[Blindtlk] Needing Feedback and Support

David Andrews dandrews at visi.com
Sun Dec 12 06:29:47 UTC 2010


Just say yes, or "yes I cook every day."  The most powerful things we 
do are through our actions -- so just go forth and bring in some 
delicious bread.

Dave


>Hello Federationists.
>
>First of all, let me apologize if I have posted this question here 
>before. I have been on the list, and dealing with the same issue for 
>a good number of years, and my memory is not what it used to be. So, 
>I'm hoping I'm not being repetitious, but here we go.
>
>Most of you who know me know that I am a long time federationist, 
>and am someone who has been blind since I was a toddler. Even so, 
>I'm afraid I still have not mastered the art of dealing with 
>condescending comments and behavior from my sighted colleagues in an 
>effective, graceful manner. I tend to have two modes. One is 
>passive, the other is aggressive. Each of these modes has a negative 
>impact, and neither is appropriate. I'm hoping I can get some good 
>suggestions here.
>
>The ironic thing about this as it relates to my coworkers is that I 
>work for a local civil rights agency. Some of those who are dishing 
>out this treatment are people who have likely experienced similar 
>treatment themselves, or have been commissioned to eradicate this 
>treatment.  Anyway, the list of instances is infinite and stretches 
>back to the onset of my blindness, but, in the interest of time, 
>I'll just give you the latest example.
>
>The office is having a holiday pitch-in on Friday and each staff 
>member was asked to sign up and bring a dish.  When I informed the 
>coordinator that I would be baking bread, she asked me "Oh, are you 
>sure you want to cook?" Duhhh?
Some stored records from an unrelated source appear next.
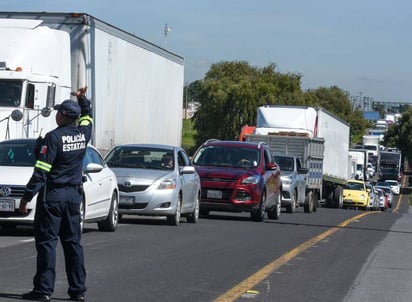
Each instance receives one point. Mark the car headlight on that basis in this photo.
(286, 180)
(167, 184)
(251, 180)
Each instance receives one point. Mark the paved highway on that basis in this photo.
(225, 257)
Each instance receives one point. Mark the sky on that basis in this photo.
(362, 46)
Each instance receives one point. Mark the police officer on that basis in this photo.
(57, 177)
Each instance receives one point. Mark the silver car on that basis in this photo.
(156, 180)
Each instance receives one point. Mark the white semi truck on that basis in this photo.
(135, 86)
(318, 138)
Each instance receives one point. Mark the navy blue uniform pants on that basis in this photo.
(58, 216)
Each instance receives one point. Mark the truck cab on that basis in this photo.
(293, 177)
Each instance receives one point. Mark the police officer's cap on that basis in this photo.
(68, 108)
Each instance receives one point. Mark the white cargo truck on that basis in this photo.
(360, 160)
(135, 86)
(318, 138)
(371, 143)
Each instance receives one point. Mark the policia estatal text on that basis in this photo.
(57, 177)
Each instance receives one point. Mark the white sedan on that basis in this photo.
(394, 185)
(101, 194)
(156, 180)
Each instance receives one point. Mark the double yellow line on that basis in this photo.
(246, 285)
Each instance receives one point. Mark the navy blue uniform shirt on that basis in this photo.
(60, 156)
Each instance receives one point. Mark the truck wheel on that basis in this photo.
(112, 219)
(290, 208)
(315, 202)
(337, 198)
(175, 218)
(194, 216)
(274, 212)
(259, 214)
(308, 207)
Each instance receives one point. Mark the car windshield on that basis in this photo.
(385, 189)
(10, 93)
(227, 156)
(17, 154)
(141, 157)
(392, 182)
(354, 186)
(285, 163)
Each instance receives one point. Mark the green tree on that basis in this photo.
(400, 135)
(231, 92)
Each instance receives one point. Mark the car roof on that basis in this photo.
(18, 141)
(232, 144)
(159, 146)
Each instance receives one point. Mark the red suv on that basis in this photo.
(238, 176)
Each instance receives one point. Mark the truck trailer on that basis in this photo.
(136, 87)
(390, 166)
(318, 138)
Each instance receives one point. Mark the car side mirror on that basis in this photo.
(93, 168)
(187, 170)
(303, 171)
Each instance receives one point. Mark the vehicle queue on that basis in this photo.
(161, 180)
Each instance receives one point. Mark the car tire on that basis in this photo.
(291, 207)
(112, 219)
(338, 197)
(308, 207)
(274, 213)
(259, 214)
(194, 216)
(175, 218)
(204, 212)
(8, 226)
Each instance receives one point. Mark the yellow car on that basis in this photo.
(355, 194)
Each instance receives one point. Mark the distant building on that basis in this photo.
(371, 115)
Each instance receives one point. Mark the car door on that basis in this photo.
(272, 179)
(301, 182)
(98, 186)
(188, 182)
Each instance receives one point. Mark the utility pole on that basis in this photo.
(166, 30)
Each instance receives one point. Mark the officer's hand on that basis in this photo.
(81, 92)
(23, 206)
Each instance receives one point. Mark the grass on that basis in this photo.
(188, 142)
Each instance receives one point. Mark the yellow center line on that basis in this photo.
(398, 203)
(235, 292)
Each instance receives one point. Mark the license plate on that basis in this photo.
(214, 194)
(127, 200)
(7, 205)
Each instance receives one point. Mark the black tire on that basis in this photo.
(194, 216)
(9, 226)
(274, 212)
(315, 202)
(175, 218)
(337, 198)
(204, 212)
(112, 219)
(259, 214)
(291, 207)
(308, 206)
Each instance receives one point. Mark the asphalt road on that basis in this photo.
(224, 257)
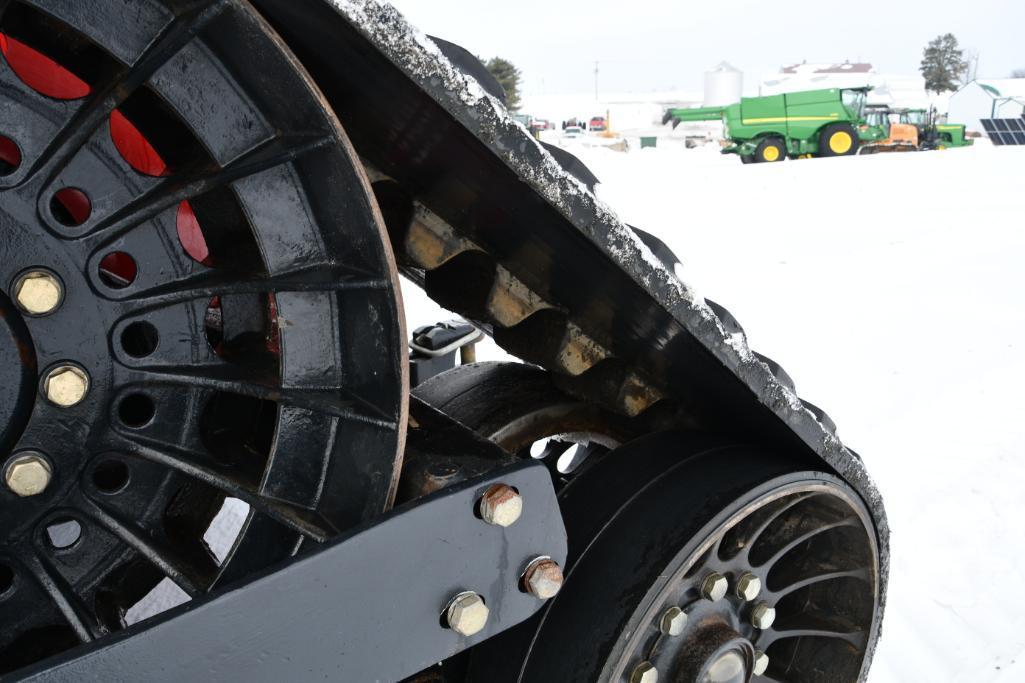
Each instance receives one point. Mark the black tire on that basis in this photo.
(837, 139)
(630, 520)
(770, 150)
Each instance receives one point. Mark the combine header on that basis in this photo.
(204, 210)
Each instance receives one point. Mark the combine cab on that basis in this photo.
(879, 132)
(206, 407)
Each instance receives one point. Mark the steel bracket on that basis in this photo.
(366, 607)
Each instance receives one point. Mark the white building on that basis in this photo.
(892, 89)
(996, 98)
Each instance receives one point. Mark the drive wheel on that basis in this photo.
(837, 139)
(694, 560)
(202, 357)
(770, 150)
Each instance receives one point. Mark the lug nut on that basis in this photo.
(543, 577)
(714, 587)
(501, 506)
(763, 615)
(28, 475)
(673, 621)
(466, 613)
(38, 292)
(761, 663)
(748, 587)
(66, 386)
(644, 673)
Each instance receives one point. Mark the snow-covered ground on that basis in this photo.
(892, 288)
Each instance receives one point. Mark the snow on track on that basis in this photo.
(911, 269)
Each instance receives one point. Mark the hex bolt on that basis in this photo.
(748, 587)
(644, 673)
(28, 475)
(763, 615)
(66, 386)
(761, 663)
(543, 577)
(38, 292)
(501, 506)
(673, 621)
(714, 587)
(466, 613)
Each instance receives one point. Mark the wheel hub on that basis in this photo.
(209, 330)
(17, 371)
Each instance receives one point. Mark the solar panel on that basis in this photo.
(1006, 131)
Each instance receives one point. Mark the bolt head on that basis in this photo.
(66, 386)
(761, 663)
(501, 506)
(714, 587)
(673, 621)
(466, 613)
(763, 615)
(748, 587)
(28, 475)
(38, 292)
(543, 578)
(644, 673)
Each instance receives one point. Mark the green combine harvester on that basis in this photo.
(816, 123)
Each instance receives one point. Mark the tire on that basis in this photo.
(770, 150)
(837, 139)
(639, 522)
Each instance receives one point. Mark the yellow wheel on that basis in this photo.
(837, 139)
(841, 143)
(769, 150)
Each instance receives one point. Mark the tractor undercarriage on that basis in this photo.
(204, 210)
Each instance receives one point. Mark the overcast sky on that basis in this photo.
(667, 44)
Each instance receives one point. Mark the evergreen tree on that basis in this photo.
(943, 64)
(508, 76)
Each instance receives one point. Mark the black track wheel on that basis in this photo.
(837, 139)
(770, 150)
(652, 521)
(520, 408)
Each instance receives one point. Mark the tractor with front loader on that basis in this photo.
(811, 123)
(886, 129)
(222, 457)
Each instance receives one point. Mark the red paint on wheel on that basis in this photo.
(40, 72)
(191, 234)
(134, 148)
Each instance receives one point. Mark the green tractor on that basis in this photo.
(935, 135)
(812, 123)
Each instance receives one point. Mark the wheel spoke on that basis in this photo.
(172, 191)
(194, 573)
(753, 537)
(861, 573)
(67, 601)
(238, 486)
(857, 639)
(851, 522)
(206, 283)
(104, 101)
(336, 401)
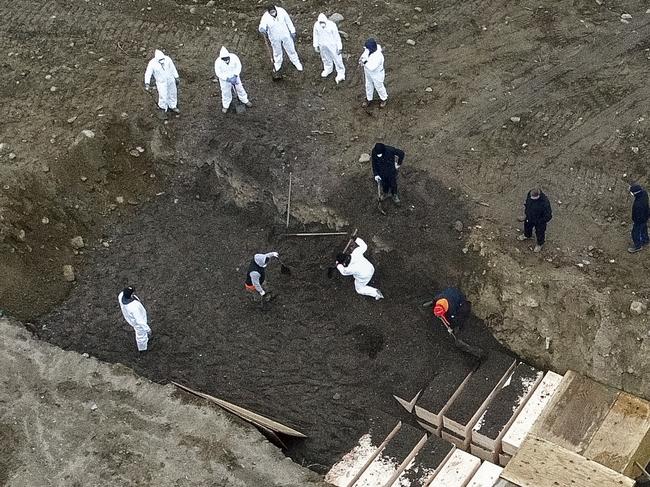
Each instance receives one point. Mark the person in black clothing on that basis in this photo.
(538, 214)
(640, 213)
(386, 161)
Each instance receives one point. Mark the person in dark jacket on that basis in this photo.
(386, 161)
(452, 307)
(640, 213)
(538, 214)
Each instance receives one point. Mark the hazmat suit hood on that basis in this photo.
(371, 45)
(261, 260)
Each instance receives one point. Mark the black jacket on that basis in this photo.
(640, 207)
(384, 166)
(539, 210)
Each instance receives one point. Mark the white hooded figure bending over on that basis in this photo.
(360, 268)
(162, 68)
(136, 316)
(327, 41)
(227, 67)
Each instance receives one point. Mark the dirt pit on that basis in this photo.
(321, 358)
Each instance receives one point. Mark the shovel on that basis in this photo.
(239, 106)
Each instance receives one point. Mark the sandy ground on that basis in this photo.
(76, 421)
(491, 100)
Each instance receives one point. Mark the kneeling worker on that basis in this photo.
(355, 264)
(451, 306)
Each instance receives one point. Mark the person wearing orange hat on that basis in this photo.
(451, 306)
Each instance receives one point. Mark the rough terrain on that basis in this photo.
(492, 99)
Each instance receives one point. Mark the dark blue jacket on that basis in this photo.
(539, 210)
(454, 297)
(384, 166)
(640, 207)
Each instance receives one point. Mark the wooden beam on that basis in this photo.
(540, 463)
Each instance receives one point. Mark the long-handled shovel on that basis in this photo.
(379, 207)
(330, 270)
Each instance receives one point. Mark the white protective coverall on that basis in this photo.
(327, 41)
(361, 269)
(136, 316)
(228, 74)
(162, 68)
(279, 30)
(374, 72)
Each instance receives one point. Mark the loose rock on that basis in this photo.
(68, 273)
(77, 242)
(637, 307)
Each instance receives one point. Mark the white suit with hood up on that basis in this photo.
(327, 41)
(136, 316)
(373, 68)
(162, 68)
(228, 74)
(361, 269)
(279, 30)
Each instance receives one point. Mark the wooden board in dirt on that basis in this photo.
(479, 387)
(425, 463)
(504, 405)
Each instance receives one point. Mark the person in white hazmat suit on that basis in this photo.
(162, 68)
(327, 42)
(136, 316)
(356, 265)
(278, 27)
(227, 67)
(372, 61)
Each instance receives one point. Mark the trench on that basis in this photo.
(322, 359)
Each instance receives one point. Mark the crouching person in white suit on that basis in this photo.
(136, 316)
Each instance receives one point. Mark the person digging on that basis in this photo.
(256, 275)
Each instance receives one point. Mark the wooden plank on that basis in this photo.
(575, 413)
(246, 414)
(623, 437)
(486, 476)
(540, 463)
(504, 407)
(348, 470)
(533, 408)
(477, 393)
(457, 470)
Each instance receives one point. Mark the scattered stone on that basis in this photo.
(68, 273)
(637, 307)
(77, 242)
Now I would bet my life that no other 
>staff person who signed up to bring a dish (virtually all of us) was 
>asked this question. Even as I say it, it sounds a bit minor, but 
>these things add up and happen all the time.
>
>This same person is always volunteering to bring things to my desk 
>so that I don't have to come to her and pick them up or sign a card 
>for a staff member or whatever. She is always calling me 
>"honey/sweetie, and using a tone that one might use when talking 
>with a child. ." I have never heard her talk to another staff person 
>in this way. I talked to a group of high school students who came to 
>the office a few months ago about my job and what I do, and this 
>same person proceeded to tell me how very amazing I was. What? I'm 
>amazing because I can tell a group of kids what I do for a living?
>
>I have tried to talk to others about the treatment before and have 
>been told that people were just "trying to help," and that I was 
>making too much out of things. I have also had major melt downs over 
>these types of things before, and caused myself to be alienated.
>
>I don't want to be alienated. I want to have friends. I just want to 
>be viewed and treated as an equal, and not talked down to as if I 
>were a child or somehow less capable. It wouldn't be appropriate on 
>the basis of race, national origin or any other protected class, and 
>it isn't appropriate on the basis of blindness either.
>
>Anyway, how do the rest of you deal with things like this 
>effectively? Any feedback would really be appreciated.